The fountains have been getting mixed reviews on the Nextdoor social media site. “Love them best thing ever to keep circulation and avoid stagnation and bugs,” writes Dan Voeltner. “They are lovely as you walk across the bridge. Better yet, if they have a practical purpose. Wonderful addition,” Carol Tello added.
But not everybody is thrilled with the new fountains. “I live on another part of the lake, and I would not like to look at them every day. [It] takes away from the naturalness of the lake,” Kathy Connelly wrote. Former commissioner candidate Mark Betchkal said he was “Not a fan” of the fountains and added he considers them a “poor choice if the intention was to aerate the lake.”
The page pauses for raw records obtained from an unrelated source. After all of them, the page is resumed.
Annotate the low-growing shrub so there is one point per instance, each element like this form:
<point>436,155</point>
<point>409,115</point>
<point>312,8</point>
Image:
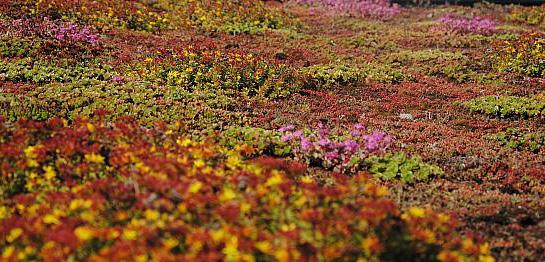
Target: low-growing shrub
<point>260,141</point>
<point>506,106</point>
<point>344,154</point>
<point>102,14</point>
<point>529,15</point>
<point>40,72</point>
<point>235,17</point>
<point>144,101</point>
<point>30,37</point>
<point>117,191</point>
<point>379,9</point>
<point>15,47</point>
<point>525,55</point>
<point>399,166</point>
<point>465,25</point>
<point>333,74</point>
<point>520,140</point>
<point>241,74</point>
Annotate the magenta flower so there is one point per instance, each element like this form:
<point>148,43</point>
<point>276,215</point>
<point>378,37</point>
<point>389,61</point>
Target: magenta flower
<point>306,145</point>
<point>464,25</point>
<point>286,128</point>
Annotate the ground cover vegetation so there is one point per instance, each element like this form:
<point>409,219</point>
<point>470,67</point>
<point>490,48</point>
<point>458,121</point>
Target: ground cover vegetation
<point>271,131</point>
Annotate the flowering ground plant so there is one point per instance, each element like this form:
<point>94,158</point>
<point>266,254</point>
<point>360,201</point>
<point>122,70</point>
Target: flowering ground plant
<point>465,25</point>
<point>381,9</point>
<point>343,154</point>
<point>97,190</point>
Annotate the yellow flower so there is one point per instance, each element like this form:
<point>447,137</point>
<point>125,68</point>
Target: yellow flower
<point>276,179</point>
<point>263,246</point>
<point>80,203</point>
<point>483,258</point>
<point>84,233</point>
<point>90,127</point>
<point>4,212</point>
<point>417,212</point>
<point>233,161</point>
<point>282,255</point>
<point>29,152</point>
<point>94,158</point>
<point>306,179</point>
<point>141,258</point>
<point>14,234</point>
<point>8,252</point>
<point>171,242</point>
<point>195,187</point>
<point>130,234</point>
<point>218,235</point>
<point>49,173</point>
<point>227,194</point>
<point>51,219</point>
<point>151,214</point>
<point>199,163</point>
<point>231,249</point>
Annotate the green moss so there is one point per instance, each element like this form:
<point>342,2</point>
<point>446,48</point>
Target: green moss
<point>517,139</point>
<point>41,72</point>
<point>261,141</point>
<point>400,166</point>
<point>17,47</point>
<point>333,74</point>
<point>506,106</point>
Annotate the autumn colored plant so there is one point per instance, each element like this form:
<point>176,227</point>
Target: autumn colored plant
<point>463,25</point>
<point>529,15</point>
<point>524,55</point>
<point>117,191</point>
<point>382,9</point>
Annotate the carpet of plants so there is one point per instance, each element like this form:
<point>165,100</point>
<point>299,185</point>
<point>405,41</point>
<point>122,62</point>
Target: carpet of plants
<point>300,130</point>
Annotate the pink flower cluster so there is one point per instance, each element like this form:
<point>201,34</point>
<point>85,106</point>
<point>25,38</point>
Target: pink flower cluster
<point>342,154</point>
<point>460,24</point>
<point>75,33</point>
<point>381,9</point>
<point>46,28</point>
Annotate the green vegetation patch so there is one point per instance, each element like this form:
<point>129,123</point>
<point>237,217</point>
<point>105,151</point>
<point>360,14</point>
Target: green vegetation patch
<point>507,106</point>
<point>517,139</point>
<point>400,166</point>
Several property owners had contacted Save Our Lakes Alliance 3 (SOLA3) to express their concerns, assuming that SOLA3 had been involved with the project. SOLA3 is the organization which helps educate, research and promotes policies to protect, preserve and maintain Silver Lake, Lake Gerar and Lake Comegys. Sallie Forman, founder & president of SOLA3, said the board had no idea about the project until it had been completed.
The SOLA3 board has issued these comments stating that the fountains do little to improve water quality at Silver Lake, that the $30,000 spent on the fountains could have been better spent on other projects to improve the lake’s water quality and that using solar power should have been a preferred choice over electric power as it’s better for the environment and results in cost savings.
Tom Childers, who owns a home in the second block of Lake Drive, says he has been in touch with two of his neighbors who are also the residents closest to the fountain on the east side of the bridge. Among their biggest concerns is the spray from the fountains. “It dampens our docks if there is any wind from the south, and curtails our use of the docks. Not fair,” he said. “On top of that, the water being sprayed is notoriously not healthful,” he added, noting that it is generally taken as “good sense” not to swim in Silver Lake or eat its fish.
Childers also noted that the fountain spray has landed on the surface of the bridge and that could pose a hazard if the fountains operate in freezing weather. Other neighbors, he says, complain that the fountain noise is intrusive and at least two of the three residents see no virtue in the fountains if they are not fulfilling a useful function for the lake. “Their aesthetics are negligible, at best,” he said.
“I wonder why there was no attempt to contact responsible, potentially impacted property owners before the install order was placed,” he added.
“Not to discount what anyone has to say, the fountains were placed there in good faith and there are many positive comments received,” says Sharon Lynn, Rehoboth Beach city manager.